Increased aortic stiffness was shown to have prognostic significance in healthy subjects and patients who had cardiovascular diseases, including CAD and non-ischemic cardiomyopathy such as hypertrophic cardiomyopathy [3], [4], [5], [35]. A few studies demonstrated the prognostic value of aortic stiffness assessed by CMR for patients with stable CAD or post STEMI [36], [37]. However, research focusing on the prognostic value of combined aortic stiffness and LGE is lacking. Given that a comprehensive CMR study can provide data for both aortic stiffness and myocardial scarring in a single examination, we sought to demonstrate the prognostic value of combining aortic stiffness and myocardial scarring to predict future cardiovascular events. Our study showed that non-elevated PWV and negative LGE are associated with a very low risk for cardiovascular events, while patients who had elevated PWV and positive LGE had the highest rate of MACE. Moreover, increased PWV can provide additional prognostic value for patients with LGE.

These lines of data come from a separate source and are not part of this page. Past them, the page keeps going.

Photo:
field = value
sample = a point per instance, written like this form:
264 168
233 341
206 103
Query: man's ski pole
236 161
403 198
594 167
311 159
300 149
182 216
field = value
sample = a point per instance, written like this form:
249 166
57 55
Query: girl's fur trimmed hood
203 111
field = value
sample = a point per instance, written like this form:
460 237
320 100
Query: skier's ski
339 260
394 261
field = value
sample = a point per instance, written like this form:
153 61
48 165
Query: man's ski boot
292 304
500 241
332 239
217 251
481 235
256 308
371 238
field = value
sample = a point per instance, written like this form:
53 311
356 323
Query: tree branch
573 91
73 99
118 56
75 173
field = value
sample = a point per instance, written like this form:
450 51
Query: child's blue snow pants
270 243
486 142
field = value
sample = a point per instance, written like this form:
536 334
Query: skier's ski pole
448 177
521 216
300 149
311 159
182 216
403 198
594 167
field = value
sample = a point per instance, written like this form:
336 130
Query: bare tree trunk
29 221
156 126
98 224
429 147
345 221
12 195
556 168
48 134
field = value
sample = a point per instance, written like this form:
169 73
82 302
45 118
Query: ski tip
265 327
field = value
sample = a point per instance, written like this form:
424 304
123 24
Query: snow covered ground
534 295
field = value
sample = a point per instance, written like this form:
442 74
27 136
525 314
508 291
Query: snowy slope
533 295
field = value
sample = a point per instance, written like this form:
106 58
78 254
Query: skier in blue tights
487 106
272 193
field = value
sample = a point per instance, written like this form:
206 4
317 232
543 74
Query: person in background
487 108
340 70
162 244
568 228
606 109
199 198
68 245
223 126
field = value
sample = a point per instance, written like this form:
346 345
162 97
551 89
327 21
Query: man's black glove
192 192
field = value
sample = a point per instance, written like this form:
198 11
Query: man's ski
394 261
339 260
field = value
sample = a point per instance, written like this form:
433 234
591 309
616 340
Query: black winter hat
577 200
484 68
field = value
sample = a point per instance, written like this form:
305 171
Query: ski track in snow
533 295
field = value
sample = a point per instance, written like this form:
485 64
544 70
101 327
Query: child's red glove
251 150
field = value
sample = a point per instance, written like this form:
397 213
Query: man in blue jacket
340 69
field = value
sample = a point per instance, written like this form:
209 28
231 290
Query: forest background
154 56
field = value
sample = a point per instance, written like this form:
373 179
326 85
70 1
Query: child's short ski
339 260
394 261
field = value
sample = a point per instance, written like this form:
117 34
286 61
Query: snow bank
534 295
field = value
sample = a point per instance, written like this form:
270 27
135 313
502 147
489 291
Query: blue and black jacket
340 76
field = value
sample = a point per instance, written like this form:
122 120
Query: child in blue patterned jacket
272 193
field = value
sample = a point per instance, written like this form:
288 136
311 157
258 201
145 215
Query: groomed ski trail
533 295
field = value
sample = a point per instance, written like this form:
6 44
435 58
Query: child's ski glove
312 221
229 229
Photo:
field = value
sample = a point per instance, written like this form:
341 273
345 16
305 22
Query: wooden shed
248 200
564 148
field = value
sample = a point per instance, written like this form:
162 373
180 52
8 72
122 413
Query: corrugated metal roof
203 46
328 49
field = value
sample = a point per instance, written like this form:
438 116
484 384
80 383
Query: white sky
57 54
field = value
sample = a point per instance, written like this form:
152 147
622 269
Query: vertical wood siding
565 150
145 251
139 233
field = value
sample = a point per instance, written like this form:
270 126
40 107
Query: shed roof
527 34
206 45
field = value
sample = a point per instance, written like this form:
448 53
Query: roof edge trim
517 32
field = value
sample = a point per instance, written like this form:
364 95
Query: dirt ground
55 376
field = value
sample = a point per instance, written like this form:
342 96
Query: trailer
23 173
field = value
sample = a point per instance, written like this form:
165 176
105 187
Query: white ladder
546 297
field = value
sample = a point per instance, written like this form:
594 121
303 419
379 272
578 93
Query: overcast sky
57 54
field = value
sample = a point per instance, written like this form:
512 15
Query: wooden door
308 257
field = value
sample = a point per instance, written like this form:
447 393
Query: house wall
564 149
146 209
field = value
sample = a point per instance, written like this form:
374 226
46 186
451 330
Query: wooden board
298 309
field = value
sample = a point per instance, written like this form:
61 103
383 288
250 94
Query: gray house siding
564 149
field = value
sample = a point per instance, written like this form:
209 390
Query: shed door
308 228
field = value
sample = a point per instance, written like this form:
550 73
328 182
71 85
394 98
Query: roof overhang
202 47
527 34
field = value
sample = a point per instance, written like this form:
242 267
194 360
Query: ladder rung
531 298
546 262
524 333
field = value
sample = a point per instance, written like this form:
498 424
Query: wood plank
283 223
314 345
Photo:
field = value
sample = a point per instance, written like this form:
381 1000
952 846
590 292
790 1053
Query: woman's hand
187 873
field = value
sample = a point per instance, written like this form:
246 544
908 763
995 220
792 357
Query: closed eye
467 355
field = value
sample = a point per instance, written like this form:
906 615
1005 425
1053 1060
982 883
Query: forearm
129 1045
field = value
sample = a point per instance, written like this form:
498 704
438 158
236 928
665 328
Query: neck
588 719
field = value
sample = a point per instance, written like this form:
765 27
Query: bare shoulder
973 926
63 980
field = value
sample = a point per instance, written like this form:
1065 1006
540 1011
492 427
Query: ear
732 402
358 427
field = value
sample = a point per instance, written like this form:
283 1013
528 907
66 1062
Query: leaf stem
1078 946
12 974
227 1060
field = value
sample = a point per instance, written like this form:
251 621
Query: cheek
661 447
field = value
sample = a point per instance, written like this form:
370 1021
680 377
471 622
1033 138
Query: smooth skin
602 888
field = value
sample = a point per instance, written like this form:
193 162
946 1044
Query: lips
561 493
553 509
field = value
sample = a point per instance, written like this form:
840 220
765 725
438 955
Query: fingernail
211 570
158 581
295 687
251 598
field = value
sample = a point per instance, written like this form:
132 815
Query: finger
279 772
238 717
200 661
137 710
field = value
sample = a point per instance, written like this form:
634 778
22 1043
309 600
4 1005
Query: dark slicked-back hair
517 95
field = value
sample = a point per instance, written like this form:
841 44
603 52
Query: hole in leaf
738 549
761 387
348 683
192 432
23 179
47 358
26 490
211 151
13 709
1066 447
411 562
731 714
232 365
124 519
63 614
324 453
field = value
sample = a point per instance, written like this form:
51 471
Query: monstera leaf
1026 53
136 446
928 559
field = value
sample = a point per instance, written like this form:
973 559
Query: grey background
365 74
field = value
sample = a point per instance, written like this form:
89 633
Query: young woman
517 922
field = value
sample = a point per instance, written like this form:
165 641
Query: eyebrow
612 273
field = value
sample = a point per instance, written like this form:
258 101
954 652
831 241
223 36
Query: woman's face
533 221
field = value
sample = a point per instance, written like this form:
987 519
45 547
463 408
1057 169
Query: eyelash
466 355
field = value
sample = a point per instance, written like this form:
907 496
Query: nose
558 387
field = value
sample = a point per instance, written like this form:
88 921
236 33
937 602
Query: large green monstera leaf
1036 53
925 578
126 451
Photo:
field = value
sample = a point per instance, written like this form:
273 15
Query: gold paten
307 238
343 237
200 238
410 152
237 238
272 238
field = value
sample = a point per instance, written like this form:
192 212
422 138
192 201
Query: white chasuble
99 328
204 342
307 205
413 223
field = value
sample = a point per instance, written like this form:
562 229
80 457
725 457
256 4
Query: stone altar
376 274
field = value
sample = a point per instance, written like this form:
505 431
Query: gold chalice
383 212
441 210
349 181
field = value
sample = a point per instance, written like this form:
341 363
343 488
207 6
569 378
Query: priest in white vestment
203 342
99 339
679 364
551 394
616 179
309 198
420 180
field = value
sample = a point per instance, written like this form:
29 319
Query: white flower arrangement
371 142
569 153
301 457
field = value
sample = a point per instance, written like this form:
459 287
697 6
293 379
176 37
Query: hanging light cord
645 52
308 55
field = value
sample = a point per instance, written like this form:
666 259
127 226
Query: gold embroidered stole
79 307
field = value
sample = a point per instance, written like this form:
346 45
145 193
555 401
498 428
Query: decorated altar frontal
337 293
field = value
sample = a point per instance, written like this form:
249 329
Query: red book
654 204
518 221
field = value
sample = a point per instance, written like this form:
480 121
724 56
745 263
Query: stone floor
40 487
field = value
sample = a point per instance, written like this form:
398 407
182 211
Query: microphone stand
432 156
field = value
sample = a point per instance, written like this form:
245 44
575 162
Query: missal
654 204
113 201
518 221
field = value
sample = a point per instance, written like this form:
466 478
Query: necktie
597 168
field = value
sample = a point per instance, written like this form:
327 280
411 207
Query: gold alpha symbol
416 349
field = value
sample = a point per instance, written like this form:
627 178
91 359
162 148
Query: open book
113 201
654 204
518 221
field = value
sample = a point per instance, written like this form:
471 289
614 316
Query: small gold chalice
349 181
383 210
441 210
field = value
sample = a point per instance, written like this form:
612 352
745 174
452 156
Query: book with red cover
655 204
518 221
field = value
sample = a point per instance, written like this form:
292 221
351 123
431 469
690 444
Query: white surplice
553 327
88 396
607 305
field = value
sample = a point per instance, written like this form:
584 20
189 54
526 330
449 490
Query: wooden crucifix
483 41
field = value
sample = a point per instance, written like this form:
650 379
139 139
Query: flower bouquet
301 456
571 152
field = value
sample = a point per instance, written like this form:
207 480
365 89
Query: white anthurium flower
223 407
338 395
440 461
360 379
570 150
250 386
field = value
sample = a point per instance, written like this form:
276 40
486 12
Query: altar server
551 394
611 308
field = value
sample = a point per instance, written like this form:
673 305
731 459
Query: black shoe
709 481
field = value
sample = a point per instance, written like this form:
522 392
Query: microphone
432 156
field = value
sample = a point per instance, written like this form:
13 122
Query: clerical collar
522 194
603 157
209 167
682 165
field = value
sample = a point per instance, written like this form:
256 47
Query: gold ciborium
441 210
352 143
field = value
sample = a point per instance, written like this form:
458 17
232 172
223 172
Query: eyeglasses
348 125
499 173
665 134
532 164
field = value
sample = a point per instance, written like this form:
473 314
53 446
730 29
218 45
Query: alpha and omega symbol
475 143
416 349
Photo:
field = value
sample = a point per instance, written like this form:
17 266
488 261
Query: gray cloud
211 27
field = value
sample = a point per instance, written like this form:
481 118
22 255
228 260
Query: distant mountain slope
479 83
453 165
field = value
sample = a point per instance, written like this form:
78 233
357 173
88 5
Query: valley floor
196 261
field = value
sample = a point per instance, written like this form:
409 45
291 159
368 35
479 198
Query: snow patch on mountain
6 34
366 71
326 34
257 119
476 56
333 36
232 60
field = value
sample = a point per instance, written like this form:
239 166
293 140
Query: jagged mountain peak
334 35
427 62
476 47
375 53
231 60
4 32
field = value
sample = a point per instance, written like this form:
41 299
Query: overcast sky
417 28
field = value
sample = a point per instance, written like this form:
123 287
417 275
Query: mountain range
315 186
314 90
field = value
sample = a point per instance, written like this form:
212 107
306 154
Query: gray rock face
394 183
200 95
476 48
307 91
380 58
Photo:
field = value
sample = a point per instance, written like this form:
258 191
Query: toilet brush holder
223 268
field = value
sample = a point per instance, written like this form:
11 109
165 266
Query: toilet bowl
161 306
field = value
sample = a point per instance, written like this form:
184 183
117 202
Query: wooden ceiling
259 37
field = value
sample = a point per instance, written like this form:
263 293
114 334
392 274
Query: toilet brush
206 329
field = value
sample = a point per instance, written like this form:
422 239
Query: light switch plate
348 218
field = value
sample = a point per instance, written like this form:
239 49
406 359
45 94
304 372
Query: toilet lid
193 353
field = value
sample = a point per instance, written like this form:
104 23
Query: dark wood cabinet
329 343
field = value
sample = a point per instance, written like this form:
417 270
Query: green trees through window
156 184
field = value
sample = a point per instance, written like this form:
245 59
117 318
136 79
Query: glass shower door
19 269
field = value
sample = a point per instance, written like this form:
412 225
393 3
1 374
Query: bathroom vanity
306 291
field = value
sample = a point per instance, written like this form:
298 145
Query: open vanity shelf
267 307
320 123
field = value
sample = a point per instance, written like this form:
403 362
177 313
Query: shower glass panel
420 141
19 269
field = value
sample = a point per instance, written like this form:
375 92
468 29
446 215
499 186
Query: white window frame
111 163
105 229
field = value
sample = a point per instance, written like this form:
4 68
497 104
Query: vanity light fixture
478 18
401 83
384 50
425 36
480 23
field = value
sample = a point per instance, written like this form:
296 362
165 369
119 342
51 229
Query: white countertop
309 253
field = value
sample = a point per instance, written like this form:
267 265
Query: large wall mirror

Novel CMR techniques to detect diffused myocardial fibrosis, including native T1 mapping, have proven the association with aortic stiffness [12], [38]. However, prognostic data regarding these techniques combined with aortic stiffness requires further evaluation and may play a significant role in the near future.

Study limitations

This study had some limitations. Firstly, the most prevalent type of myocardial scarring in our patient population was CAD pattern. Thus, this result is not advisable for utilization in non-ischemic cardiomyopathy patients. Secondly, abnormal PWV in this study was defined by the mean PWV value. Consequently, this threshold PWV may not be employed in other studies. Thirdly, this study had a relatively low event rate, and some degree of overfitting may have occurred in the multivariable analyses. Finally, our study was retrospective in its methodology and some confounding factors could not be completely eliminated.

Conclusion

This is the first study to demonstrate the prognostic value of combining aortic stiffness using VE-CMR and myocardial scarring. Assessment of aortic stiffness may become an integrated component in future comprehensive CMR examinations.

Funding

Faculty of Medicine Siriraj Hospital, Mahidol University

The authors take responsibility for all aspects of the reliability and freedom from bias of the data presented and their discussed interpretation.

Declaration of Competing Interest

The authors confirm that there are no conflicts of interest, including related consultancies, shareholdings, and funding grants.